My 2012 was better than most. I graduated from college, got a new job and the new iPhone. I met Patti Smith and Chaz Bono. I saw Lenny Kravitz, Elton John, Liza Minnelli, Neil Diamond, and Madonna in concert. Unfortunately, I never wrote about some of those concerts... My Vinylmation collection swelled to number in the triple digits. And I met a boy that I feel both privileged and lucky to know and love.

Still, I suppose the overarching theme for my 2012 was that of inaction. I didn’t do anything productive this year. That's to say, productive in the ways that adults typically consider important like traveling or moving out or saving money. I spent the last twelve months living day to day in a sort of unbreachable cycle of mundane routine. It was a year completely absent of forward thinking or planning. So many of my days this year were exactly the same-- too many.

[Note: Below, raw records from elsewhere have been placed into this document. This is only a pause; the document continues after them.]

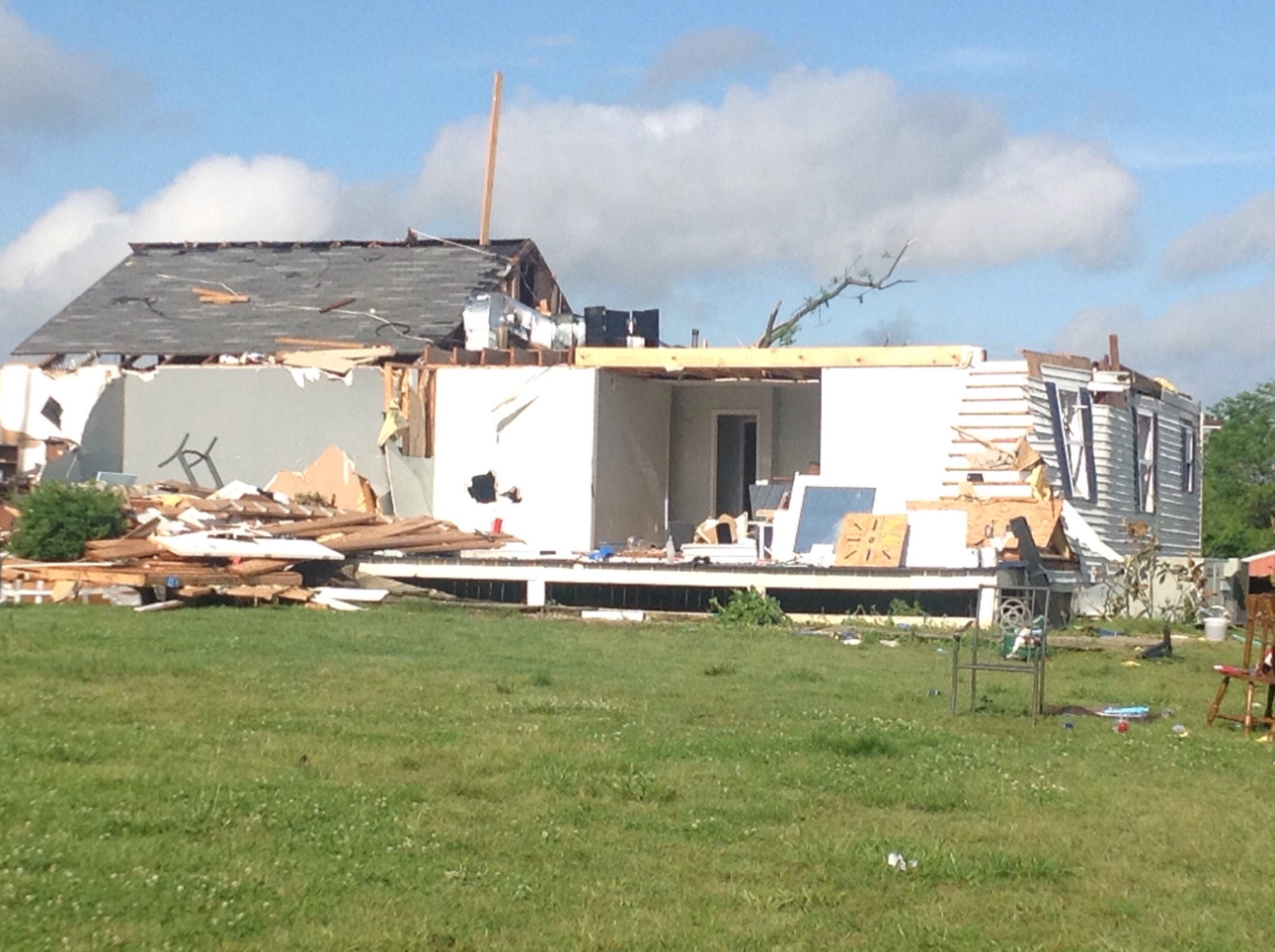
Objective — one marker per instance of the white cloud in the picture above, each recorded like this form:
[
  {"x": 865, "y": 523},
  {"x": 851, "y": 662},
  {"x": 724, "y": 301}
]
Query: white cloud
[
  {"x": 1209, "y": 346},
  {"x": 221, "y": 198},
  {"x": 810, "y": 171},
  {"x": 705, "y": 53},
  {"x": 49, "y": 91},
  {"x": 800, "y": 176},
  {"x": 1239, "y": 237}
]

If I were being honest with myself, I would say that the inaction of this year was largely due to fear. I have been scared of reaching for a better future and coming up short. I have been afraid of failing to achieve a future that I’ve put so much hope and thought into. Sometimes it’s easier to live with the what-ifs than the what-nows.

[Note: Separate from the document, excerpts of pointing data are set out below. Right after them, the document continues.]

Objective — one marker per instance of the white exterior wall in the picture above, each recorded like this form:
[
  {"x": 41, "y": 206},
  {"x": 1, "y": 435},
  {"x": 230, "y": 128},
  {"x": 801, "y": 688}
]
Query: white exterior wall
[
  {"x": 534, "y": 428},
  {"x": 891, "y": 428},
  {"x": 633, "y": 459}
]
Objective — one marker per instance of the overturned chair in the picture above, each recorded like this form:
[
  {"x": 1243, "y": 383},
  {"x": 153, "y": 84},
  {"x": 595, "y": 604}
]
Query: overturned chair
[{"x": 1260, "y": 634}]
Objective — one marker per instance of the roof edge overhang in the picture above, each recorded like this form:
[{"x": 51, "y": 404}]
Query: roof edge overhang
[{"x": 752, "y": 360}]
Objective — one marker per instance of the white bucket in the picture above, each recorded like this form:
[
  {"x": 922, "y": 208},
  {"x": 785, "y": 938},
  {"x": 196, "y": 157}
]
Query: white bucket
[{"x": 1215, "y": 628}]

But there also comes a point in everyone’s life where the fear of the unknown is outweighed by a pressing need to escape the confines of that fear.

I’m tired of being the kind of person that sticks out in this town. I’m tired of trying to explain to others why I’m not where I think I should be. I’m tired of my parents and I’m tired of being a 27 year old kid. But more than anything, I’m tired of not living up to my potential.

I’m ready to try. I’m ready for the challenges that lay ahead. I’m ready to deal with the failures rather than run away from them. I’m ready to live my life the way I’ve always planned it to be. I’m ready to settle down somewhere amazing, while doing something amazing, with the amazing person I love. 
Ultimately, I’m ready to be the kind of person that I hoped I’d be by now.

Comments

APcreative said…
Just saw this. You gave me chills reading it because so many of the same feelings I have about myself and my year you nailed.

And as someone who has been here(down the street lol)I have been experiencing and watching much like you have with me, the last few years of each of our lives.

I think we both have reached a point where the fear of coming up short on our dreams has def been outweighed by the fear of doing nothing and never reaching anything period.

You know I am always soul searching, sometimes I make rash decisions based of emotions that really just need time to sort out.

But 2012 opened my eyes to so many things.

A large chunk of me wants to be frustrated over how long this kind of self knowledge took to settle in my consciousness but I know that would be a waste of energy.

So instead, I like you welcome the next step...whether I trip and fall on them. I'm ready to start walking up.

Love this point, and you know I Love and Adore you. So happy for how your life is going lately. I see and feel your happiness and have sensed a shift and change in you.

Amazing how the relationship cynic has a sparkle in his eye now...who would'a thought?